Unter allen Todsünden gibt es eine, die oft verschwiegen wird, vielleicht aufgrund ihres Namens, der kaum verständlich erscheint: Ich spreche von der Acedia, dem Überdruss. Daher wird der Begriff »Überdruss« im Lasterkatalog oft von einem anderen ersetzt, der viel gebräuchlicher ist: die Trägheit. In Wirklichkeit ist die Trägheit mehr eine Wirkung als eine Ursache. Wenn jemand untätig, müßig, apathisch ist, dann sagen wir, dass er träge ist. Wie aber die Weisheit der antiken Wüstenväter lehrt, ist die Wurzel dieser Trägheit der Überdruss, die Acedia, die im Griechischen wörtlich »Gleichgültigkeit« bedeutet.

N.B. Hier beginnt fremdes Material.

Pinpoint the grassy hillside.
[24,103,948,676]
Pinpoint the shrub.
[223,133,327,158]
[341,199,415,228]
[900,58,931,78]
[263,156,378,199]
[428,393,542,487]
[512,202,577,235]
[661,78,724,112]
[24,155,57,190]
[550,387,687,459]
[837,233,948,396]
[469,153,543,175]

Es handelt sich um eine sehr gefährliche Versuchung, mit der nicht zu spaßen ist. Wer ihr zum Opfer fällt, wird gleichsam von einer Todessehnsucht niedergedrückt: Er verspürt Widerwillen gegen alles; die Beziehung zu Gott wird langweilig; und auch die heiligsten Handlungen, die ihm in der Vergangenheit das Herz erwärmt hatten, erscheinen ihm jetzt völlig nutzlos. Man beginnt, der vergangenen Zeit nachzutrauern und der Jugend, die unwiederbringlich vorbei ist.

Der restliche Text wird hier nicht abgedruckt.